His comments at the graduation seemed geared to changing Obama’s mind and were anything but the dynamic game-changer envisioned as possible by the National Post writer mentioned in the blog item below.
In fact, Noonan took pains to distance himself from the refusal of Mary Ann Glendon to receive this year’s Laetare, precisely because the man Noonan apparently hopes to convert would be honored at the same ceremony.
He was careful, punctilious, in fact, about not blaming Glendon, the Harvard prof and former ambassador to the Vatican, calling her “a friend . . . whose absence I regret” and her decision “lonely, courageous, and conscientious.”
[S]he declined the honor she deserved.

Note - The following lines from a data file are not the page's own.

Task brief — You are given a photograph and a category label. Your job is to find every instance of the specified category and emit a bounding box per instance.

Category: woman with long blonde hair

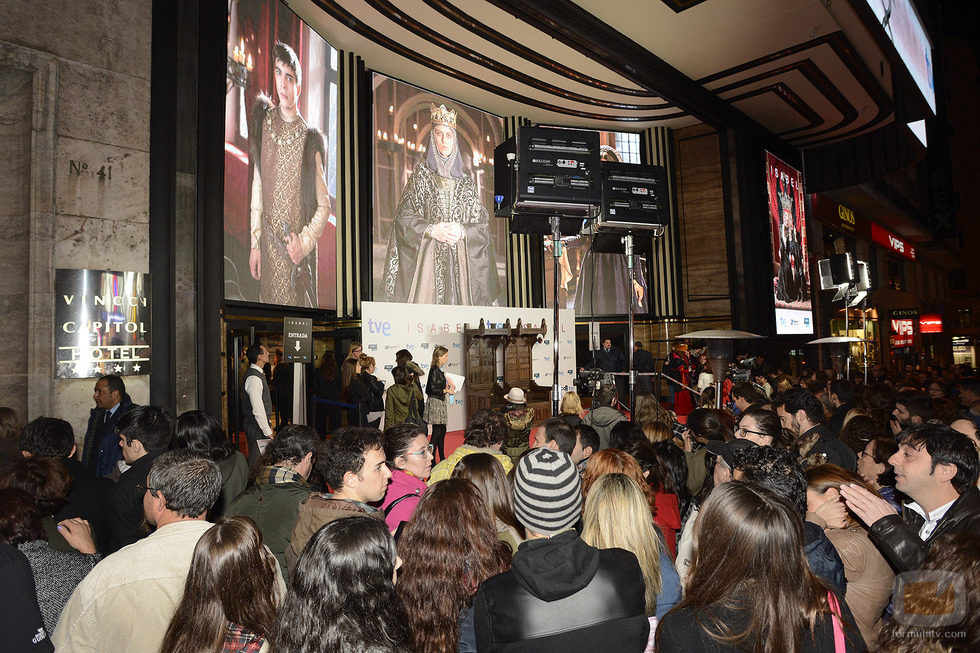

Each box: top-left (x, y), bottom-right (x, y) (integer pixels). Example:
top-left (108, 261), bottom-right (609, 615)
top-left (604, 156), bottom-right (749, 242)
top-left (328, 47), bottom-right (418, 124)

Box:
top-left (422, 345), bottom-right (456, 460)
top-left (582, 474), bottom-right (662, 617)
top-left (582, 449), bottom-right (681, 618)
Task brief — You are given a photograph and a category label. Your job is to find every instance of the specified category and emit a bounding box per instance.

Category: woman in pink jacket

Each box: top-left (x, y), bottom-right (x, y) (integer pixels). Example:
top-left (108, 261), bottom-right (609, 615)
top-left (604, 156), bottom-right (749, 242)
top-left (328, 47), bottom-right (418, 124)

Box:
top-left (381, 422), bottom-right (433, 533)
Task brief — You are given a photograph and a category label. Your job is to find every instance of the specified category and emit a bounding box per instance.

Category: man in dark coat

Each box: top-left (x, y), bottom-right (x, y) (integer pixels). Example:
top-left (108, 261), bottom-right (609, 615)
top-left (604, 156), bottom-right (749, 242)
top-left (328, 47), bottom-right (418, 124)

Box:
top-left (108, 406), bottom-right (173, 553)
top-left (841, 423), bottom-right (980, 572)
top-left (82, 374), bottom-right (134, 476)
top-left (20, 417), bottom-right (113, 551)
top-left (772, 388), bottom-right (857, 472)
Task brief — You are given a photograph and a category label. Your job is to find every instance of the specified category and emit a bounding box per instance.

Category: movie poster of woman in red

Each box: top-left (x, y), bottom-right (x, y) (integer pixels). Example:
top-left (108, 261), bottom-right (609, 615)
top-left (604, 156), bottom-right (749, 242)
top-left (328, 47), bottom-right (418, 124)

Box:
top-left (766, 152), bottom-right (813, 334)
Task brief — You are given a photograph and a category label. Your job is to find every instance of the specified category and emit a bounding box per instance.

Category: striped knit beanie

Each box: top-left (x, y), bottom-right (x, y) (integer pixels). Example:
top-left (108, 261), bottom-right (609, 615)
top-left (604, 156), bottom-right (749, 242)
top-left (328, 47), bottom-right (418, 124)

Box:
top-left (514, 447), bottom-right (582, 535)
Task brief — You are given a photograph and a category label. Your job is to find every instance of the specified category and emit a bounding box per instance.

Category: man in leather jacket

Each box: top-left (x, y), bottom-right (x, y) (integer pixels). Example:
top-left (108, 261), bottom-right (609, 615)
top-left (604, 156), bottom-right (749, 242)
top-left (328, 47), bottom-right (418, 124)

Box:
top-left (841, 423), bottom-right (980, 572)
top-left (473, 447), bottom-right (650, 653)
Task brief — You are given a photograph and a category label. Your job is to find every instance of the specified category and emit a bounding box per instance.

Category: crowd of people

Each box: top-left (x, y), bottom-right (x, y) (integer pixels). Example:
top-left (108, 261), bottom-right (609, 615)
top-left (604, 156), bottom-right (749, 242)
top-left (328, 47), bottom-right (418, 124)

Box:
top-left (0, 356), bottom-right (980, 653)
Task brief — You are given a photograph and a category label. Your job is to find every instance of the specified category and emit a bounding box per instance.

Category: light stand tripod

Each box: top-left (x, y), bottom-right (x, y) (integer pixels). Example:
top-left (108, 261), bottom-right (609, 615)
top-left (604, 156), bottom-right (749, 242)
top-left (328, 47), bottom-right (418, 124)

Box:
top-left (548, 215), bottom-right (562, 417)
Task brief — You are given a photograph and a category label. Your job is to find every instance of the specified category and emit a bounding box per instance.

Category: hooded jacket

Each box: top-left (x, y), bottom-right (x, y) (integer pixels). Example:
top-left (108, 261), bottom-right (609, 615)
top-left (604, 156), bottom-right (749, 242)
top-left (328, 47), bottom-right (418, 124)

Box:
top-left (473, 531), bottom-right (650, 653)
top-left (584, 406), bottom-right (626, 449)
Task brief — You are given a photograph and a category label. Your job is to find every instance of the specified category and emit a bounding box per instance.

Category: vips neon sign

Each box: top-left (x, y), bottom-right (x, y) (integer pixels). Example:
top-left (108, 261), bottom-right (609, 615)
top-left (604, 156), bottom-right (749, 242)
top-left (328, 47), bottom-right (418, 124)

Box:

I respect her decision.
He gave his own rationale for taking her place on the platform (without receiving the award, which he received decades ago):
I am here to confirm that all consciences are not the same; that we can recognize great goodness in our nation’s president without defending all of his multitudinous decisions; and that we can rejoice on this wholly happy occasion.
Words which warmed the cockles of the heart of ND President Rev. John Jenkins, to be sure. And which demonstrate Glendon’s point, that a commencement ceremony is no place to argue abortion with the President of the U.S.
Noonan apparently agreed, and settled for the softest of sells, emphasis on conscience, which may not make cowards of us all but probably is the only element in the abortion debate on which agreement can be reached with the most abortion-minded President in 220 years.
His Laetare Medal is about as meaningful as a steroid enhanced home run record. I hope he is enjoying it!